I’ll reply tonight, too much to type into a phone.

For a table that size, I would just use regular PROGMEM methods, it will fit in the lower 64k of flash memory.

Thanks, yeah, I'll still be using around 230,400 bytes, and I will have them in packets of 60 bytes (a 60 byte array) at a time.

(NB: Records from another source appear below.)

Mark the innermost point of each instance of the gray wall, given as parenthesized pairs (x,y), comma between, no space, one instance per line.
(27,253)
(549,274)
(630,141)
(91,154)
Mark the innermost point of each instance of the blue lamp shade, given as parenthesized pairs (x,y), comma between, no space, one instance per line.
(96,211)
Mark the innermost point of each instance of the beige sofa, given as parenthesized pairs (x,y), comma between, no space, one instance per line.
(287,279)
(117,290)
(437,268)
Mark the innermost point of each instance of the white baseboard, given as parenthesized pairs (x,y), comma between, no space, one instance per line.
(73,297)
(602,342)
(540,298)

They are in 53 bytes packets in the example I posted today.

I just posted a smaller program that would use the same logic as a bigger program, that I thought might have been easier to reply about.

To start with, if you are storing bytes (values limited to 0 - 255), then use a byte array, not an int array.

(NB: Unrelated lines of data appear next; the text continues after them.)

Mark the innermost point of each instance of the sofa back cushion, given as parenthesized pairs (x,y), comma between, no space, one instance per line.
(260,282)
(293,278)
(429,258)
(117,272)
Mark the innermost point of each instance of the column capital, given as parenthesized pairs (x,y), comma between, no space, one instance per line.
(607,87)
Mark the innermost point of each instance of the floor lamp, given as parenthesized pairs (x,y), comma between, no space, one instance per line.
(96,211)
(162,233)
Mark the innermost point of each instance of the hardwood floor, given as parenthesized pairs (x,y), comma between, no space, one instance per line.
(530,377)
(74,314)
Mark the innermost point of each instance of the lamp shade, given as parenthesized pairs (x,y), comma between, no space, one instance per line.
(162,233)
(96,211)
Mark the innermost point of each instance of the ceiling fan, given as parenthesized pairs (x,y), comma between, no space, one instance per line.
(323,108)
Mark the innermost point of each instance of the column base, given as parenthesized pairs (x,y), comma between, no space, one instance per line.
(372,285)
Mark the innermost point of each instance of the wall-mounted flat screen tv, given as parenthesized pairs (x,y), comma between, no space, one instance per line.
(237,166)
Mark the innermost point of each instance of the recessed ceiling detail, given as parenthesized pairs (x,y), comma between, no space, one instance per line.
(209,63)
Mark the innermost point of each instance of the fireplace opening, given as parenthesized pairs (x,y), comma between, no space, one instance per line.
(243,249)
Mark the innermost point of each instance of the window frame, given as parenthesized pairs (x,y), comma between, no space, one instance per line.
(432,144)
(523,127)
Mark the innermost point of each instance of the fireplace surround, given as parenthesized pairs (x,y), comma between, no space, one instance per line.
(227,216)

This is how I would do it with only a single array, which limits the array to a total of 32767 bytes:

#define PROGMEM_FAR __attribute__((section(".fini7")))

const byte byteTable0[2][54] PROGMEM_FAR = {{
    1, 2, 3, 4, 5, 6, 7, 8, 9, 10, 11, 12, 13, 14, 15, 16, 17, 18, 19, 20, 21, 22, 23, 24, 25, 26, 27, 28, 29, 30,
    31, 32, 33, 34, 35, 36, 37, 38, 39, 40, 41, 42, 43, 44, 45, 46, 47, 48, 49, 50, 51, 52, 53
  },
  { 2, 3, 4, 5, 6, 7, 8, 9, 10, 11, 12, 13, 14, 15, 16, 17, 18, 19, 20, 21, 22, 23, 24, 25, 26, 27, 28, 29, 30,
    31, 32, 33, 34, 35, 36, 37, 38, 39, 40, 41, 42, 43, 44, 45, 46, 47, 48, 49, 50, 51, 52, 53, 54
  }
};

uint_farptr_t byteTablePtr; //addresses of arrays in far PROGMEM

void setup() {
  Serial.begin(9600); // open the serial port at 9600 bps:

  //get actual address of arrays in PROGMEM
  byteTablePtr = pgm_get_far_address(byteTable0);

}

void loop() {
  const size_t recordSize = sizeof(byteTable0[0]);
  const size_t numberOfRecords = sizeof(byteTable0)/sizeof(byteTable0[0]);
  byte buffer[recordSize];
  for (size_t i = 0; i < numberOfRecords; i++) {
    //offset of element within array has to be calculated then added to base address of array
    memcpy_PF(buffer, byteTablePtr + i * recordSize, recordSize);
    for (size_t b = 0; b < recordSize; b++){
      if (buffer[b] < 10)
        Serial.print(' ');
      Serial.print(buffer[b]);
      Serial.print(',');
    }
    Serial.print("\n\n");
  }
  delay(10000);
}

You could read the individual bytes from PROGMEM instead of copying to a buffer, all depends on the intended use of the data as to which is easier.

That much would require multiple arrays, similar to the first example. 230,400 total bytes worth of 60-byte segments would divide nicely into eight equal sized arrays of 28800 bytes each, so it could be split up similar to my original example.

This topic was automatically closed 180 days after the last reply. New replies are no longer allowed.